Aus der Unzulässigkeit der Vollstreckung lassen sich für den Kläger aber keine Rechte (mehr) ableiten. Ist die Vollstreckungsmaßnahme nur befristet angreifbar, kann sich der Vollstreckungsschuldner nicht zeitlich unbegrenzt auf die sich aus § 183 Satz 2 VwGO ergebende Rechtswidrigkeit der Vollstreckung berufen, sondern muss die ihm gegen die Vollstreckungsmaßnahme zu Gebote stehenden Rechtsbehelfe innerhalb der jeweiligen Rechtsbehelfsfristen ergreifen (vgl. auch Pietzner, aaO, § 183 RdNr. 58).

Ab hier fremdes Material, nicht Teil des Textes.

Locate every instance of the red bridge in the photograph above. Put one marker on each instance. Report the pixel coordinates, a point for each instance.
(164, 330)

Der Kläger hat es indes unterlassen, von den ihm - gegen den Teilungsplan - eröffneten Rechtsbehelfen Gebrauch zu machen.

Zwar dürfte ein Vorgehen nach § 115 Abs. 3 ZVG nicht erfolgversprechend gewesen sein, weil der Anspruch der Beklagten nach dem soeben Gesagten gerade nicht - wie jene Bestimmung fordert - vollstreckbar war. Der Kläger hätte jedoch nach § 115 Abs. 1 ZVG in Verbindung mit § 876 ff. ZPO Widerspruch gegen den Teilungsplan und sodann binnen Monatsfrist (Widerspruchs-)Klage gegen die Beklagte erheben können. Diese Rechtsbehelfe stehen auch dem Schuldner offen, der ein geschütztes Interesse daran hat, dass der Erlös nur dem wirklich Berechtigten zugute kommt (vgl. Zeller/Stöber, ZVG, 16. Aufl. 1999, § 115 Anm. 3.4.b). Die zu den Zivilgerichten führende Widerspruchsklage hätte unbeschadet des öffentlich-rechtlichen Charakters der Beitragsforderung eingelegt werden können, zumal es nicht auf das Bestehen des öffentlich-rechtlichen Anspruchs, sondern allein auf die sich nach der allgemeinen Regelung des § 183 Satz 2 VwGO beurteilende Zulässigkeit der Vollstreckung ankam (vgl. in diesem Zusammenhang auch Zeller/Stöber, aaO, § 115 Anm. 5.1).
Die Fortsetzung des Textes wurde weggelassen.